The 2nd trimester of my pregnancy was pretty smooth. I had a lot of energy, was able to sleep well, and felt a bit like "Super Mom". I knew that the time would come, though, that the energy would fade, my sleep would diminish, and I would be reminded that "Super Mom" does not exist. That time is now.

The point that I'm at right now is a difficult one. I may sound like I'm complaining here, and I'm really not- just being honest and I'm reflecting on what other mothers have felt like. Right now, I'm not feeling like a good mother, or a very good wife for that matter. And, it's frustrating because my body isn't doing what I want it to do, and is no longer capable of functioning the way I want it to. Essentially, my body is not my own right now. Simple tasks like bending over and picking up my children's toys make me short of breath. Getting off of the couch takes time.

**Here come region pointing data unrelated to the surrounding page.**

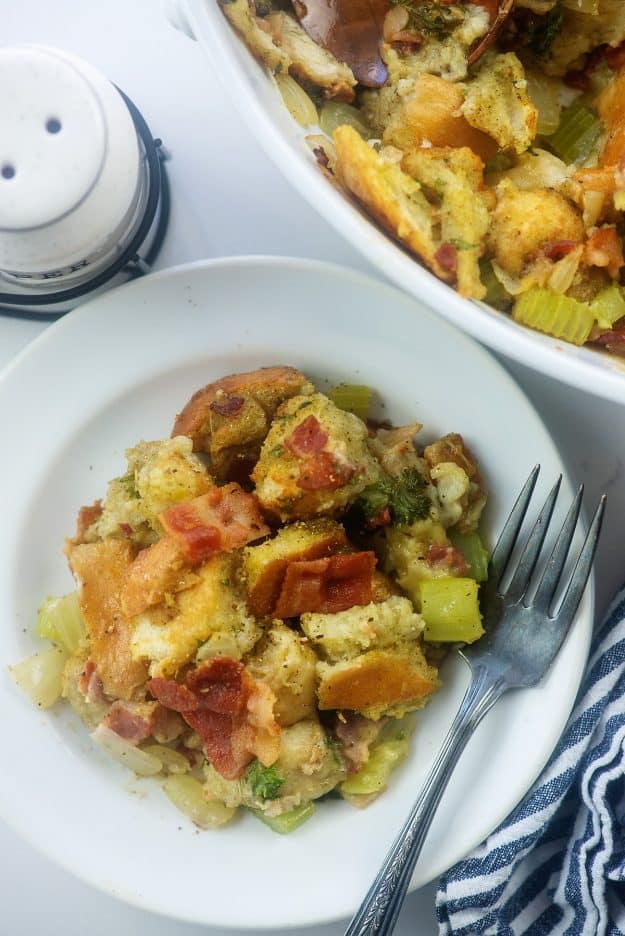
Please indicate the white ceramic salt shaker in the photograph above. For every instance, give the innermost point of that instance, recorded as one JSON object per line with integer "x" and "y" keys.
{"x": 73, "y": 175}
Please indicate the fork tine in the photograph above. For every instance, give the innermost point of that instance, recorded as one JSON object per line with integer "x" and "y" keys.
{"x": 505, "y": 543}
{"x": 555, "y": 564}
{"x": 527, "y": 561}
{"x": 572, "y": 596}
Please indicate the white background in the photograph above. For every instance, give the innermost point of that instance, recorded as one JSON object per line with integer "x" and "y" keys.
{"x": 229, "y": 199}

When I'm trying to sleep, I can't get comfortable because my lower back hurts, and that whole body pillow idea does not work. And by 6:00pm, I'm exhausted and so very greatful that my amazing husband is usually home or at least on his way home. My iron has been low- causing fatigue, and even though I'm taking iron supplements, the fatigue is still there. And, I'm measuring big, which means I probably have a lot of extra fluid- a condition I had with Teddy which was not a real concern, just made me all the more uncomfortable for the last 2 months of my pregnancy.

I struggle to get up in the morning, and I haven't seen my feet in a couple of months. And, when I look in the mirror, I wonder how there is any way that I can get bigger, and I worry about how that will effect my energy. If it's this low now, how will it be then? My mind is a bit frazzled, and I am more forgetful, and even more indecisive than usual.

With all of this in mind, it's very easy to feel sorry for myself, because the sum-total of all of this is that I'm just not myself. I'm really not sure where I went. And, I have to remind myself that all of this is worth it. After all, there is a human being growing inside of me; a miracle a gift. So, when I need to sit down, I'm going to sit down. When I need to sleep, I'm going to try to sleep and forget about the laundry or the dishes in the sink.